Oxygen is uniformly distributed throughout the structure in (MO_x–SiO₂) materials. Over the last decade there has been a large increase in the number of reports of ¹⁷O NMR from inorganic solids as it has been realised that oxygen can be an extremely informative nucleus [7]. It is an $I=\frac{5}{2}$ quadrupole nucleus, with a relatively small quadrupole moment and large chemical shift range ~1000 ppm in diamagnetic inorganic materials. Its major handicap is its natural abundance of only 0.037% which normally necessitates isotopic enrichment, but for many oxides this is relatively straightforward to achieve by using labelled water in a sol–gel process. For simple oxides ¹⁷O has been used to follow their sol–gel formation in a number of cases such as TiO₂ [8] and ZrO₂ [9]. The initial changes in structure in the sol–gel preparation of MO_x–SiO₂ materials have been followed by solution-state ¹⁷O NMR for SiO₂–TiO₂ and SiO₂–ZrO₂ [10]. Once formed and dried, the amorphous gel is a porous solid which continues to change its structure on heating. In (MO_x–SiO₂) gels a key question is the dispersion of the metal oxide within the silica framework, which can be monitored by ¹⁷O NMR measurements of the relative number of M–O–M, M–O–Si and Si–O–Si links. The large shift range of the ¹⁷O resonances allows all these different fragments in the TiO₂–SiO₂ system to be readily resolved in the 1D MAS NMR spectra [11]. ¹⁷O MAS NMR has been used to demonstrate the complete mixing of titanium with the silica [12]. The reactivity of the titanium alkoxide can be modified by complexing with acetylacetone to encourage a greater degree of Ti–O–Si crosslinking [13]. In addition to using acetylacetone atomic dispersion can be further improved by functionalising the precursor (e.g. R_xSi(OR)_4−x), with ¹⁷O NMR spectra showing up to five resonances [14]. For the ZrO₂–SiO₂ system zirconia acts as a network modifier, and it is retained in much higher concentrations in the silica phase than TiO₂. Both Zr–O–Zr and Zr–O–Si bonds are well separated in ¹⁷O NMR spectra and can clearly be observed [15]. A ¹⁷O NMR spectrum of a sample containing 10 mol% ZrO₂ showed, in addition to the main Si–O–Si peak, a Zr–O–Si resonance at −150 ppm. At higher zirconia concentrations phase separation occurs, but the silicate phase retains a significant level of zirconium-content as deduced through the intensity of the Zr–O–Si resonance [16].

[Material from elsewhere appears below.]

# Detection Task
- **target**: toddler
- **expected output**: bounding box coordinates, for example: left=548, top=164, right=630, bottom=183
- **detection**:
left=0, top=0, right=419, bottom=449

Here the behaviour of Nb₂O₅ added to SiO₂ will be compared to that of another Group Va ion Ta⁵⁺. For Ta₂O₅–SiO₂ gels even at high Ta₂O₅ concentrations (~25 mol%) where significant phase separation occurs, appreciable Ta–O–Si bonding is still detected by ¹⁷O NMR [17]. NMR is used in this paper to examine where the niobium is located in such silica gel-produced samples (i.e. within the silica structure or as a separate phase) and how this varies with niobium concentration and processing temperature. The emphasis here differs from most previous structural studies of Nb₂O₅–SiO₂ materials as the ability of niobium to enter the silicate network is directly examined, rather than the formation of surface layers which has been the focus of most of the previous work e.g. [18].